Der anscheinend bestehende Widerspruch zwischen der Geldpolitik der großen Notenbanken seit der Finanzmarktkrise und der Entwicklung der Inflationsraten zählt für viele langjährige Marktteilnehmer zu den großen Paradoxen unserer Zeit. Seit die FED im Dezember 2008 damit begonnen hat, ihre Nullzinspolitik durch den Kauf von Anleihen im großen Stil zu unterstützen, sind die Verbraucherpreise in den USA lediglich um 1,7 Prozent p.a. im Durchschnitt gestiegen.

In diesen acht Jahren gab es darüber hinaus sogar deflationäre Phasen mit sinkendem Preisniveau. Und das alles, obwohl die US Wirtschaft relativ robust gewachsen ist und die Arbeitslosenquote von nahezu 10 Prozent Ende 2009 auf derzeit unter 5 Prozent gefallen und damit nahezu Vollbeschäftigung erreicht ist. Jedes Makroökonomielehrbuch würde ein solches Szenario als hochinflationär beschreiben.

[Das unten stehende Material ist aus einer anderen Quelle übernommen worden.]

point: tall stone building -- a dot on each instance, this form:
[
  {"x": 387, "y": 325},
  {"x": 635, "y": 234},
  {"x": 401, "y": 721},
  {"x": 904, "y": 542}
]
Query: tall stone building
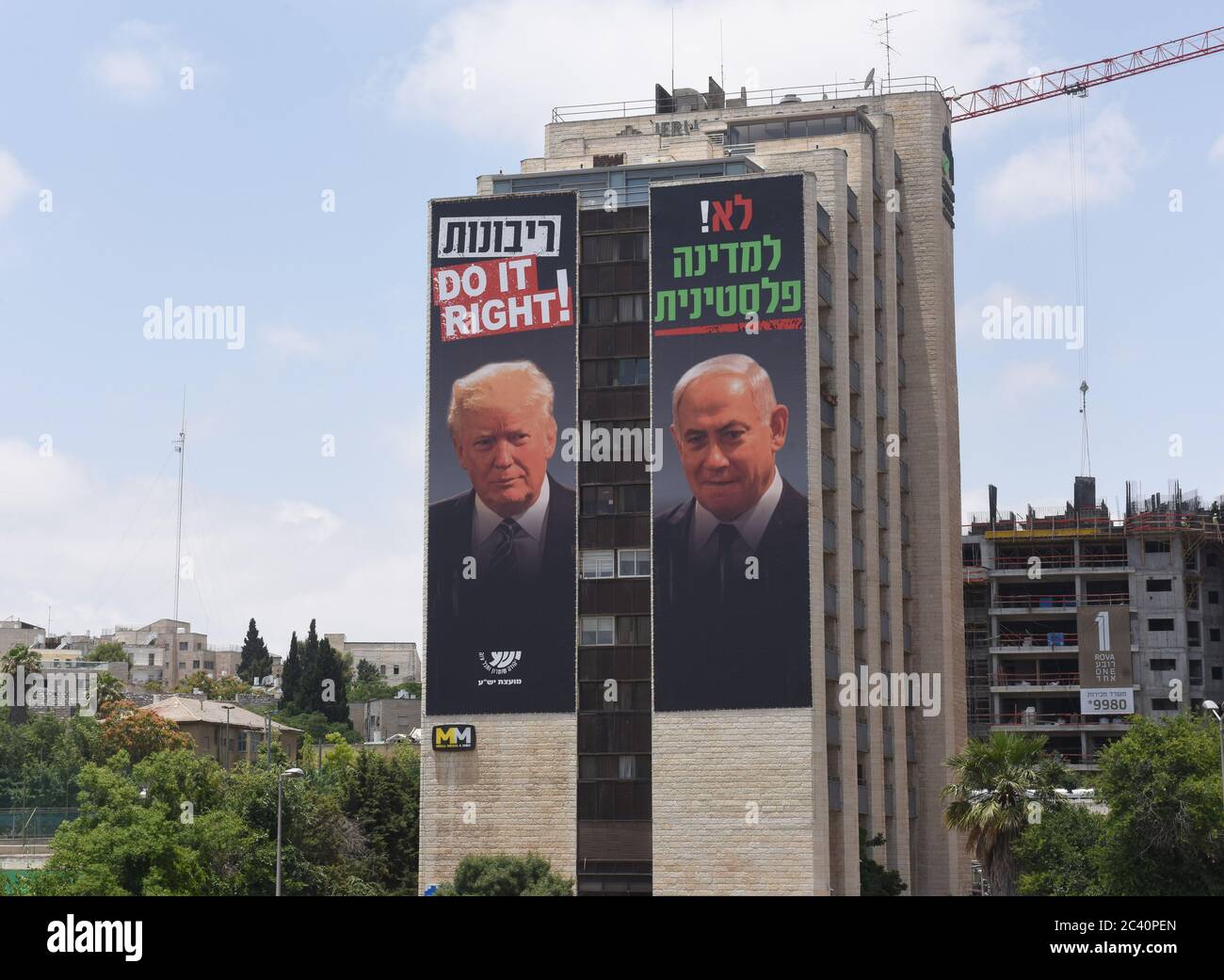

Paradox erscheint es da auch, dass Zentralbanken ihre Politik mit Sorgen vor Deflation begründen und als Kernziel einen Anstieg der Inflation auf 2 Prozent explizit benennen.  Wer wie ich Ölpreisschocks zumindest als Jugendlicher erlebt hat, wer Zentralbanken als Bewahrer von Preisstabilität und Bekämpfer jeglicher Inflationssorgen kennt, wer die Deutsche Bundesbank diesbezüglich als weltweite geschätzte „Bastion“ erlebt hat, dem fällt es schwer zu verstehen, dass die vier großen Zentralbanken eine Preissteigerung als klares und explizites Ziel ihrer Politik formulieren. Dabei wird man den Eindruck nicht los, dass gerade diesbezüglich eine gewisse Verzweiflung erkennbar ist.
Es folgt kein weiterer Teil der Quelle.